完颜朔推门进来时,脸上还带着从北市熙攘人群中穿行而过的、惯常的松散笑意。
可那笑意在目光触及屋内景象的刹那,便如同冬日檐下的冰棱,骤然凝固、断裂。
他一只脚跨在门槛内,另一只脚还悬在外面,整个人像是被无形的钉子钉在了原地,足足愣了两息。
然后极其夸张地收回脚,整个人后退一步,彻底退到了门外,还刻意仰起头,仔仔细细地打量了一番门楣和两侧斑驳的土墙。
又抬手揉了揉眼睛,仿佛在确认自己是不是昨夜没睡好,以至于青天白日走错了地方。
确认无误,这里确实是他们在云京的去处之一。完颜朔脸上的表情变得极为精彩,混合着震惊、错愕,以及一丝浮于表面的、刻意的惶恐。
他重新迈过门槛,动作都显得小心翼翼了些,目光在端坐的戚秀骨与面无表情的耶律长烬之间飞快地来回扫视,最终定格在戚秀骨身上。
他右手抚上心口,深深吸了口气,才用一种拿捏得九曲十八弯、好似唱戏的声调开口:“天爷!我这是误闯了哪处清净福地,还是今日北市的太阳太烈,照得我发了癔症?
什么风能把我们尊贵无比、不染尘俗的端辞公主殿下,吹到这……呃,蓬荜生辉的寒舍来?”

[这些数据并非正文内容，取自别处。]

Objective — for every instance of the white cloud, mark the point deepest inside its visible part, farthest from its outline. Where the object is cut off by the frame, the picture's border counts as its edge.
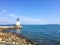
(12, 15)
(28, 20)
(11, 18)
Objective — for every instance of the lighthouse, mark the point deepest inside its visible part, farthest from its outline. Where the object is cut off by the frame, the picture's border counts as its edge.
(17, 22)
(18, 25)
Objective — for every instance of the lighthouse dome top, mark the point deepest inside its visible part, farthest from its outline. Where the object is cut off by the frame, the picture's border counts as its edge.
(18, 22)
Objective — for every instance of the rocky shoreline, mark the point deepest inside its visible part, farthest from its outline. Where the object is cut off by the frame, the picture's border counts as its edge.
(7, 38)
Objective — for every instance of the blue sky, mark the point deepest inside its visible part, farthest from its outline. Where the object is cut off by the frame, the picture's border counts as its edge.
(30, 11)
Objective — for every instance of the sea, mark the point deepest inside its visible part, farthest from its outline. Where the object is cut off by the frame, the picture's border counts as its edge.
(42, 34)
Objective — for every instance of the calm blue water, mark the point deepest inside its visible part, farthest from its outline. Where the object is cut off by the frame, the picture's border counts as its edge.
(43, 34)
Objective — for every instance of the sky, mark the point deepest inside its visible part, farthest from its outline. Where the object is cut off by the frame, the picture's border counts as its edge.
(30, 11)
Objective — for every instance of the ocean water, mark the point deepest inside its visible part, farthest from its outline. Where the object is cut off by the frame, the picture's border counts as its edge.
(42, 34)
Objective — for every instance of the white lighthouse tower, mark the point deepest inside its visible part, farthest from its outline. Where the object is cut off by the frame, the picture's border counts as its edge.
(18, 22)
(18, 25)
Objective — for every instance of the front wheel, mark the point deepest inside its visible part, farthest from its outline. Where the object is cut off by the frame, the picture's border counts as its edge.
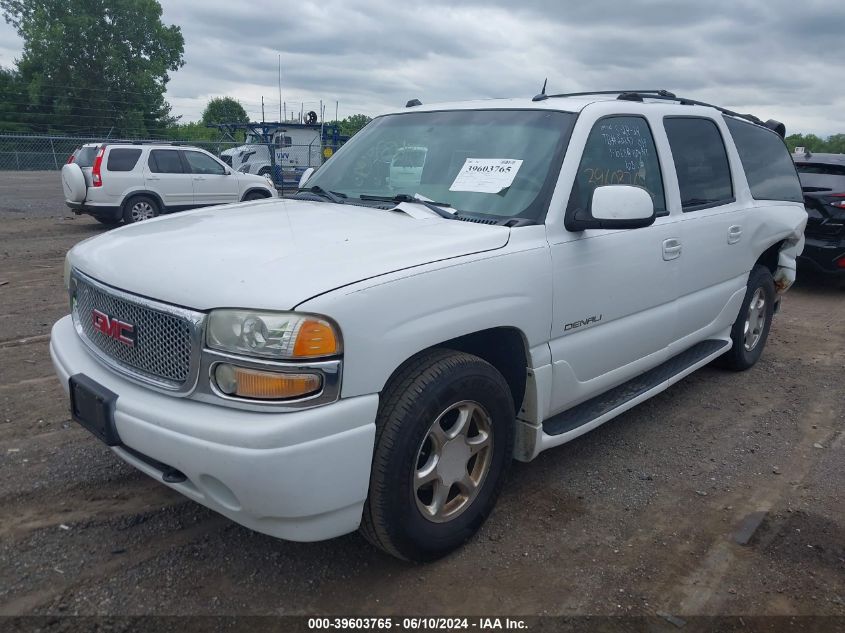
(444, 440)
(140, 208)
(751, 328)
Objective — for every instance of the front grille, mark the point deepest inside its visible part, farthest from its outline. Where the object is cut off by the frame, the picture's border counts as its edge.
(164, 342)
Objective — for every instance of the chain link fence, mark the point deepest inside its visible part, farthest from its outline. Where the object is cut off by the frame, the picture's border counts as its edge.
(20, 152)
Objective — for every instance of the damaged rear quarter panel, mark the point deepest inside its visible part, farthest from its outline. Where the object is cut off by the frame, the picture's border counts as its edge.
(775, 223)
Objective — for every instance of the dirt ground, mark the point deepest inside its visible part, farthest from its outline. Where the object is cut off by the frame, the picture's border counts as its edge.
(723, 495)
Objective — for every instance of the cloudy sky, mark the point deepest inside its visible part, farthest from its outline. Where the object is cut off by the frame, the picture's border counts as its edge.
(774, 58)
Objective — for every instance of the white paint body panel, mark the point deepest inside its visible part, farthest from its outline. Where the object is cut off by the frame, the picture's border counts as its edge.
(174, 190)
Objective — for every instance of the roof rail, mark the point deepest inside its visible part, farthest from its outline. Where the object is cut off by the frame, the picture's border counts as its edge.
(638, 95)
(543, 96)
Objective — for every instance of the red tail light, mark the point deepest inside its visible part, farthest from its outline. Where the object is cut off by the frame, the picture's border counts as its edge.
(96, 179)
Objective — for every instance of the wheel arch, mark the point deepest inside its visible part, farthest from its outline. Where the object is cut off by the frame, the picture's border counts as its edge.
(142, 192)
(505, 348)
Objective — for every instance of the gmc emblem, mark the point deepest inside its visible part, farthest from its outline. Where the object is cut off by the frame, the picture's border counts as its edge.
(114, 328)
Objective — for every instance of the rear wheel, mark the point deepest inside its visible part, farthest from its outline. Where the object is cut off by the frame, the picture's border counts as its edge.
(140, 208)
(444, 442)
(751, 328)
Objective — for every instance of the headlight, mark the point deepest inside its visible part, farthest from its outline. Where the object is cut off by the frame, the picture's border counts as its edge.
(272, 334)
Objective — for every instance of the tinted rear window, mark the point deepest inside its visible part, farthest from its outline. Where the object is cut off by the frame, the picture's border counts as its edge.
(165, 161)
(821, 169)
(85, 156)
(767, 163)
(122, 159)
(704, 175)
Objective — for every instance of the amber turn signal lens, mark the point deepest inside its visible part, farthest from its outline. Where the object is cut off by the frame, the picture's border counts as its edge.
(264, 385)
(315, 338)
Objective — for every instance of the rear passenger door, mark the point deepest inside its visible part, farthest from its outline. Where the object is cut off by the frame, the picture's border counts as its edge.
(213, 184)
(167, 176)
(713, 233)
(614, 290)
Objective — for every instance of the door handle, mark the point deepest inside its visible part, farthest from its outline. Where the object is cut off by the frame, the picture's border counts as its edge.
(671, 248)
(734, 234)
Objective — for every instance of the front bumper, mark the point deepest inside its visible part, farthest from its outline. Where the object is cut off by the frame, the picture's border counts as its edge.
(300, 475)
(107, 211)
(822, 254)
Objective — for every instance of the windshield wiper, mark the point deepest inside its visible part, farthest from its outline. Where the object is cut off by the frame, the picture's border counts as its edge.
(404, 197)
(333, 196)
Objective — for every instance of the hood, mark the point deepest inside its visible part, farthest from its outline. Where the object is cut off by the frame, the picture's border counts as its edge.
(272, 254)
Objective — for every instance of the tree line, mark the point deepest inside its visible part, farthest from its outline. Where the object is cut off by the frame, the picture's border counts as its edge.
(101, 68)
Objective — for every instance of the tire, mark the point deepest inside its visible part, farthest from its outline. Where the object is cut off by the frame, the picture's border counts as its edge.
(140, 208)
(748, 342)
(254, 195)
(417, 425)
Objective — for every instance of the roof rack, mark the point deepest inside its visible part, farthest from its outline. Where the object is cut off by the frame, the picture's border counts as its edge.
(665, 95)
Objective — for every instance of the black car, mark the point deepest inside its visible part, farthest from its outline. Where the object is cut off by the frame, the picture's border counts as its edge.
(823, 181)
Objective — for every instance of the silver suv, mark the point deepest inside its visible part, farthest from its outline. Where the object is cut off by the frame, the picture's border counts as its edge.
(134, 182)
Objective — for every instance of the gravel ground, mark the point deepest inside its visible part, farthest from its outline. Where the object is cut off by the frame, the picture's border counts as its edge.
(721, 496)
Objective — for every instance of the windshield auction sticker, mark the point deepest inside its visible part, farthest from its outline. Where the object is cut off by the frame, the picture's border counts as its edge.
(486, 175)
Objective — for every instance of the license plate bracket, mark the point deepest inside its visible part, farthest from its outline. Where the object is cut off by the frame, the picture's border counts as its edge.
(92, 406)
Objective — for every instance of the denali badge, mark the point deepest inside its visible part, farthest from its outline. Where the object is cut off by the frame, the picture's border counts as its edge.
(582, 322)
(114, 328)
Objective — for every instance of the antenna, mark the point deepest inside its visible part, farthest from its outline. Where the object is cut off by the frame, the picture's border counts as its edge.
(542, 96)
(280, 87)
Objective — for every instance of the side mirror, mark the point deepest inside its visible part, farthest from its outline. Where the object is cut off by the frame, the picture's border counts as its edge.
(305, 176)
(616, 207)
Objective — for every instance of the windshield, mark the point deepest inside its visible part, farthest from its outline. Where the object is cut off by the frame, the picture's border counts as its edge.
(500, 163)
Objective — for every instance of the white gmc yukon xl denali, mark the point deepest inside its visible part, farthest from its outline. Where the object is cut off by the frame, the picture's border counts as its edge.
(375, 351)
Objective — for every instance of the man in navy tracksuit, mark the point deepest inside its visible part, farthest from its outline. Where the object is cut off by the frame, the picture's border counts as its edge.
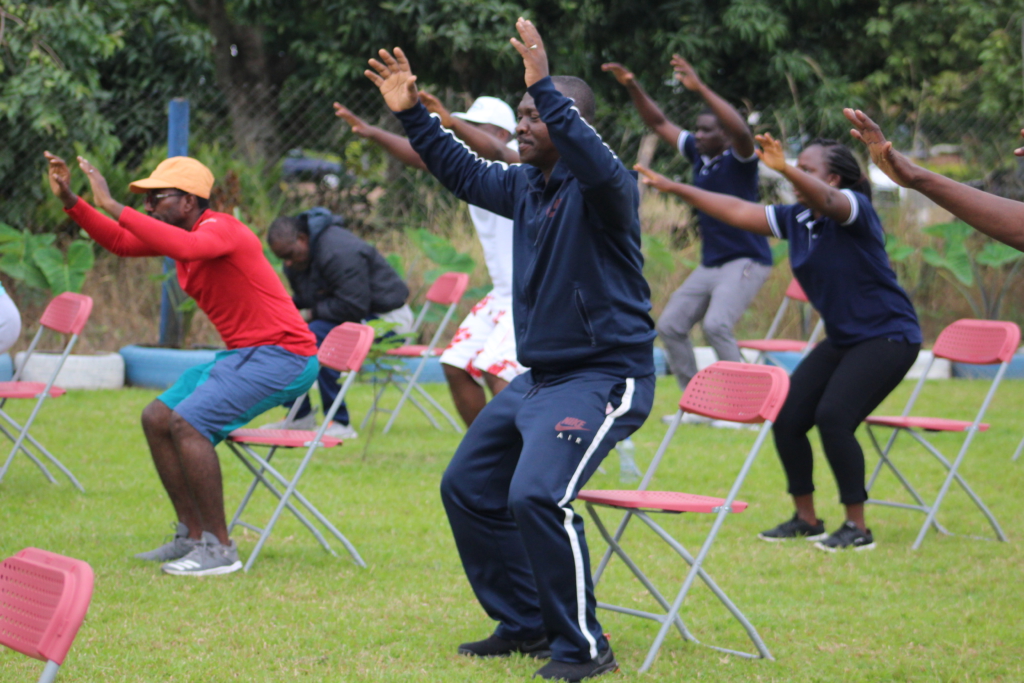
(581, 308)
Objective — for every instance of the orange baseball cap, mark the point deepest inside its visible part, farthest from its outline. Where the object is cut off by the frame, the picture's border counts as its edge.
(182, 173)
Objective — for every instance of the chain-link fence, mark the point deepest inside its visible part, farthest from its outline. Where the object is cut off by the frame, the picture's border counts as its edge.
(285, 152)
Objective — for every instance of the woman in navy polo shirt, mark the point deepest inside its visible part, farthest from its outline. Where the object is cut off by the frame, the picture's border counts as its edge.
(837, 250)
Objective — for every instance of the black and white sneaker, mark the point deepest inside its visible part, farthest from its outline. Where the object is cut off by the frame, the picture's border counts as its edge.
(847, 537)
(572, 671)
(500, 647)
(795, 528)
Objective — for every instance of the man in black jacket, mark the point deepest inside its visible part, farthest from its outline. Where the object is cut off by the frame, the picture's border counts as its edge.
(337, 278)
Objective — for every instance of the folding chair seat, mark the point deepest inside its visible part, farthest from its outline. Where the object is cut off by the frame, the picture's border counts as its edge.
(733, 391)
(446, 291)
(976, 342)
(772, 345)
(344, 349)
(43, 600)
(66, 314)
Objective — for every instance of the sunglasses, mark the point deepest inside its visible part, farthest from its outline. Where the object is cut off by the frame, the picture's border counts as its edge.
(154, 199)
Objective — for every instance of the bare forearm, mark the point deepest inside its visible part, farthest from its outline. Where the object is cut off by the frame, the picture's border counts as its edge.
(732, 123)
(652, 115)
(997, 217)
(396, 145)
(732, 210)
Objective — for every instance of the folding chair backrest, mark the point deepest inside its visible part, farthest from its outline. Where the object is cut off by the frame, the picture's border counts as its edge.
(978, 342)
(346, 346)
(42, 603)
(737, 392)
(448, 289)
(68, 313)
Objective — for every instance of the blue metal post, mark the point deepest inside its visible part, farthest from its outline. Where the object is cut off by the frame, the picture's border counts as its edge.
(177, 145)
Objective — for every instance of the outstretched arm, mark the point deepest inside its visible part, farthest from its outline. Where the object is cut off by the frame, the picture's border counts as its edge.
(647, 108)
(486, 184)
(480, 141)
(396, 145)
(732, 123)
(105, 231)
(817, 195)
(732, 210)
(997, 217)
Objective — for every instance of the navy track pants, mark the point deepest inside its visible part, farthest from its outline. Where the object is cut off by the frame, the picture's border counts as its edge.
(508, 492)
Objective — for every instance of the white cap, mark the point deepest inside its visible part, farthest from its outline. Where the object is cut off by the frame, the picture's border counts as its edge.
(489, 110)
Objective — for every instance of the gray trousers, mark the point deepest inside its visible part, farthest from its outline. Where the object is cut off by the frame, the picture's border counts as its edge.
(718, 296)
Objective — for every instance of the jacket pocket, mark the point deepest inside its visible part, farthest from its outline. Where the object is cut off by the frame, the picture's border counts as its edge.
(584, 315)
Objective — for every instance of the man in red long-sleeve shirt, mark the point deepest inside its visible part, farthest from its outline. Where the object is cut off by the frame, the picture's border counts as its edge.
(270, 356)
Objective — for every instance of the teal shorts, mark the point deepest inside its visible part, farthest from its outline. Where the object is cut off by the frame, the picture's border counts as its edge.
(220, 396)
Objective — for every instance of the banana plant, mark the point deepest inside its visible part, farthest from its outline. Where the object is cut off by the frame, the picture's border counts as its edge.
(34, 259)
(968, 268)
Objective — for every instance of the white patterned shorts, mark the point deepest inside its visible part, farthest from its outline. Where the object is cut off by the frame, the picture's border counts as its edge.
(485, 342)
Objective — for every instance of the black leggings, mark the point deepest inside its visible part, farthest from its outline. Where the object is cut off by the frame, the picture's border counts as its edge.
(836, 388)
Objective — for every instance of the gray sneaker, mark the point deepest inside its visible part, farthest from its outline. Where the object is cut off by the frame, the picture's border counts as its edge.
(208, 558)
(179, 546)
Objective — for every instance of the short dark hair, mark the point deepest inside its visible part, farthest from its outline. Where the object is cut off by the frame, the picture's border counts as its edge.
(842, 162)
(287, 228)
(578, 90)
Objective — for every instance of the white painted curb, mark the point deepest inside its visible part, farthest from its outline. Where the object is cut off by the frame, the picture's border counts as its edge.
(100, 371)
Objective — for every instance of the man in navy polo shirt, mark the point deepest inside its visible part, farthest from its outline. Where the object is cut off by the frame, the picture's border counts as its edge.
(581, 308)
(733, 263)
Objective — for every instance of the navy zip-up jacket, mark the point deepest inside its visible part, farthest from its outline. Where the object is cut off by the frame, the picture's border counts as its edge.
(579, 296)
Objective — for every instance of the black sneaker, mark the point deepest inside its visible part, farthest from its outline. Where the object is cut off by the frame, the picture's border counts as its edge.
(499, 647)
(795, 528)
(572, 671)
(847, 537)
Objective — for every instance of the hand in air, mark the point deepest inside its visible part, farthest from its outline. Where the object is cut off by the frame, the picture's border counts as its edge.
(652, 179)
(622, 74)
(434, 107)
(394, 79)
(59, 177)
(892, 163)
(771, 152)
(685, 73)
(535, 59)
(100, 193)
(357, 125)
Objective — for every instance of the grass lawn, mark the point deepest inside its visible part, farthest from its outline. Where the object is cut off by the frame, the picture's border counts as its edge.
(950, 611)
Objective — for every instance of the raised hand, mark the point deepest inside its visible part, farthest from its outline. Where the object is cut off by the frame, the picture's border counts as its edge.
(434, 107)
(100, 193)
(892, 163)
(622, 74)
(771, 152)
(535, 59)
(358, 126)
(685, 73)
(652, 179)
(394, 79)
(59, 177)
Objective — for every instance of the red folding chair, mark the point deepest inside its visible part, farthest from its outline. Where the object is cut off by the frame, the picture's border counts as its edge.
(976, 342)
(771, 345)
(344, 349)
(733, 391)
(43, 600)
(66, 314)
(446, 291)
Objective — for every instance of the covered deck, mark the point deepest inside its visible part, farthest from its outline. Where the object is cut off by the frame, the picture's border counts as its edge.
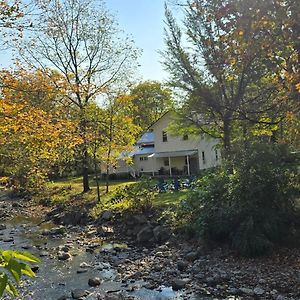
(171, 163)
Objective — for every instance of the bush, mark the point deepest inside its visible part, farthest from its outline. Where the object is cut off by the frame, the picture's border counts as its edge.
(14, 263)
(252, 207)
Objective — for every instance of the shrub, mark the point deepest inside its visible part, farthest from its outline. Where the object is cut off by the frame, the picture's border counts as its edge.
(14, 263)
(252, 207)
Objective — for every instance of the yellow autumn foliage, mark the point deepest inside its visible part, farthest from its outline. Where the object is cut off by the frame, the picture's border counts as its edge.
(34, 131)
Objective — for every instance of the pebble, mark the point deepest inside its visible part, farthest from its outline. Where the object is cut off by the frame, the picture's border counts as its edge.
(94, 281)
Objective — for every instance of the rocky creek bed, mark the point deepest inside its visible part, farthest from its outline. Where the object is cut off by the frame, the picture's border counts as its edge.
(95, 262)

他环视了一圈家徒四壁的屋子,艰难地挤出了“蓬荜生辉”四个字,脸上那副惊喜表情夸张得几乎要溢出来。
他说话时,眼风却悄悄扫向一旁的耶律长烬,见对方神色如常,只淡淡瞥了自己一眼,并无制止或警告之意,便心下稍安,胆子又大了几分。
戚秀骨颔首:“完颜公子,别来无恙。”
“托殿下的福,勉强无恙。”
他自顾自地寻了个离桌子不远的凳子坐下,姿态看似放松地往后一靠,翘起一条腿,只是那双眼眸里的探究光芒,像刷子一样在戚秀骨和耶律长烬之间扫来扫去,藏也藏不住。
“看来殿下与我家主人……交情匪浅啊。”他拖长了调子,话里带着毫不掩饰的探究,脸上却重新挂上了那种无懈可击的、略带甜腻的笑容:“这倒是稀罕事,值得浮一大白。”
耶律长烬连眼皮都没抬,只从鼻腔里哼出一声短促的、不耐的气音,语气硬邦邦:“聒噪,有事说事。”
完颜朔摸了摸鼻子,丝毫不觉得尴尬,反而像是打开了话匣子:“方才在外头听说了一桩新鲜事,正巧,说与两位殿下听听,解解闷。”
他清了清嗓子,故作神秘地压低了声音,只是那音量依然足以让屋内每个人都听得清清楚楚:“还不是你们那位圣人陛下,又出新政了。
听说为了体恤民情,安抚流离,下旨减免了云京周边三成的田赋,为期一年!
啧啧,这可是大手笔啊!”
他说着,猛地伸出大拇指,在空中重重一比划,脸上露出极其夸张的赞叹神色,声音陡然拔高,语气激昂,仿佛真心实意地为这“仁政”喝彩,仿佛那减掉的赋税能立刻化作叮当作响的铜钱落入他的口袋一般。
“要我说,这简直是劫富济贫,圣人大义啊!”
只是那“劫富济贫”四字,在他抑扬顿挫的语调里反复咀嚼,总透着一股说不清道不明的、尖刻的讽刺意味,配上他那张过于妍丽却笑容虚假的脸庞,显得格外刺眼。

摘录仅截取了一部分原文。